Track days are all having the same routine. You arrive at the track, you prepare your car, you race and you go home. Most of the time with a bit of social interaction between sessions, but not too much because you need, want, to drive on the track. It’s fun, I admit it, and I really enjoy photographing them because of the huge smiles on the driver’s faces and the variety of cars on the track.
But recently I went to a whole different track day, one you could read about on our blog earlier. DMPD quickly established itself in the stance scene with the first and very successful edition and the organisation is working hard hard on making the 2013 edition even better. One of the major changes this year is the deviation from organising just one event to multiple different things centered around the main event in the old Enka factory in Ede, the Netherlands on august 17th. After the DMPD Drift Jam back in april it was time for the very first DUMPd track day.

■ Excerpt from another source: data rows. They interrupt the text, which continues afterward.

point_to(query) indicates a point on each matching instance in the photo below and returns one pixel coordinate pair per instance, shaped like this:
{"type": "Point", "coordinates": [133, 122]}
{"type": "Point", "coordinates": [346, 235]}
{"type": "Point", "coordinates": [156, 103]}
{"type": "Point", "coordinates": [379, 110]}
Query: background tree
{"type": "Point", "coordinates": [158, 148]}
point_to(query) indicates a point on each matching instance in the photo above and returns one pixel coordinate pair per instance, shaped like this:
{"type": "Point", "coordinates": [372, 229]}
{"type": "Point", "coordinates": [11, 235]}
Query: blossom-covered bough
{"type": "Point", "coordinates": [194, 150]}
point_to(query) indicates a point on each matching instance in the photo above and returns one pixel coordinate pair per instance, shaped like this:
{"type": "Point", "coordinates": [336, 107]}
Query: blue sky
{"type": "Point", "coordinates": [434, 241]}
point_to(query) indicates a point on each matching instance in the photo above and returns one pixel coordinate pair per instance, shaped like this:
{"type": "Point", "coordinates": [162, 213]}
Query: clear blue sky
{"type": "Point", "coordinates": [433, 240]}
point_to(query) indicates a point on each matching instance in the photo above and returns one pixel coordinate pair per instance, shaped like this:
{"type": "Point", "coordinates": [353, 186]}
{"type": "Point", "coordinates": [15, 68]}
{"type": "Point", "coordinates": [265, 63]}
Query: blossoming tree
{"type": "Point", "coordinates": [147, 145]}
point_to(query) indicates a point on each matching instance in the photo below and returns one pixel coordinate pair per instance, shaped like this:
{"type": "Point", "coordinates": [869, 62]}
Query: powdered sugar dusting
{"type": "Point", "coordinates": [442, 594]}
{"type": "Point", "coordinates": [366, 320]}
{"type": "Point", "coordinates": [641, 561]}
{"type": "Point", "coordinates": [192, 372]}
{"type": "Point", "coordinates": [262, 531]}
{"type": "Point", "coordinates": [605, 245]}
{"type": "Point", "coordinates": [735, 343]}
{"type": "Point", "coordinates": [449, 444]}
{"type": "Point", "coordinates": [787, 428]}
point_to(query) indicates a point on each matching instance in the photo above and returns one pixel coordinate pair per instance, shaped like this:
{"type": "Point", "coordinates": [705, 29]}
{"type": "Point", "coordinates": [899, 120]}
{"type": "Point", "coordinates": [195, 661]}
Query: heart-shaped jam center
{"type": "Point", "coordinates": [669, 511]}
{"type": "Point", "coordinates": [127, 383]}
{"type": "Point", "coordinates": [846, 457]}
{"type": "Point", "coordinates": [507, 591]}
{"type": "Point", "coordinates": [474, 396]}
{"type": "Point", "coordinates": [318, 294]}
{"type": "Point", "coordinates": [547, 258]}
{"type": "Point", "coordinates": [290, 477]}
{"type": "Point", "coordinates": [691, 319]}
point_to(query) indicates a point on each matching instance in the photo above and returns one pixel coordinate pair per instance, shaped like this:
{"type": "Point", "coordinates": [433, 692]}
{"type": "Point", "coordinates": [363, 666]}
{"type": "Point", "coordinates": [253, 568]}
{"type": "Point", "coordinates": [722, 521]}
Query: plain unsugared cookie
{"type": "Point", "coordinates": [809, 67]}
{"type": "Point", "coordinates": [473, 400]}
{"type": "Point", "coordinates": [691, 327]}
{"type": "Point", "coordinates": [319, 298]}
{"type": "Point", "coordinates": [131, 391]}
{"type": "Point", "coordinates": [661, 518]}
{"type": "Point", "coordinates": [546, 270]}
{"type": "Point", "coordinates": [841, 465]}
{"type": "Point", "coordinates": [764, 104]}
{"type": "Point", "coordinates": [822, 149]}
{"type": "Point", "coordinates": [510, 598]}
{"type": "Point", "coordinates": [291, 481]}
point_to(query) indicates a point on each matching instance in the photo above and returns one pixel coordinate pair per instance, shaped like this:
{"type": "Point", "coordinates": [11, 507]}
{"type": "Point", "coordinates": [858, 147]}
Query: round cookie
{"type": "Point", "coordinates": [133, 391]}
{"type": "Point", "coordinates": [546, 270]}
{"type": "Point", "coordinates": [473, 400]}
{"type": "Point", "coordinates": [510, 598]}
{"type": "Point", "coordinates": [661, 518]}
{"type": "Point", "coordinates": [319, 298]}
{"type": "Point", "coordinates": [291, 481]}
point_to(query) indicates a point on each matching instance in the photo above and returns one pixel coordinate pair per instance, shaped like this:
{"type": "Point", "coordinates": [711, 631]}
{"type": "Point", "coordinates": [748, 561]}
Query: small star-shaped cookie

The track day, or more accurately had one big advantage over the other sessions that morning and afternoon. I got thoroughly soaked during a big thunderstorm in the afternoon that caused a red flag for about two hours. But after five the sky opened up and we had beautiful weather, and light, that evening.
So it didn’t take long for people to prepare their cars, load their passengers and get ready to hit the track. I knew there would be a lot of first-timers and I saw a lot of nervous faces, faces that turned to bright smiling once after a few laps. I think more than one person discovered a newfound passion for racing that evening.
And for some people, who hadn’t driven on the track for quite some time it was nice to be back. Although some rookie mistakes made by the new people caused some inconvenience for the seasoned veterans of the track they also had a great time. When I talked to one of them he said he regretted not booking more track time, because he had so much fun driving on track that he didn’t want to stop.
But his sad state didn’t last long when he discovered there was a BBQ. Before I even realised he dashed off, he had already eaten a burger or two. So I decided to grab a bite as well, and socialise with some of the other people. If you ask me having a barbecue on an evening like this is awesome. It gives people a nice place to grab something to eat and talk, it adds an extra social dimension to something purely technical as a track day.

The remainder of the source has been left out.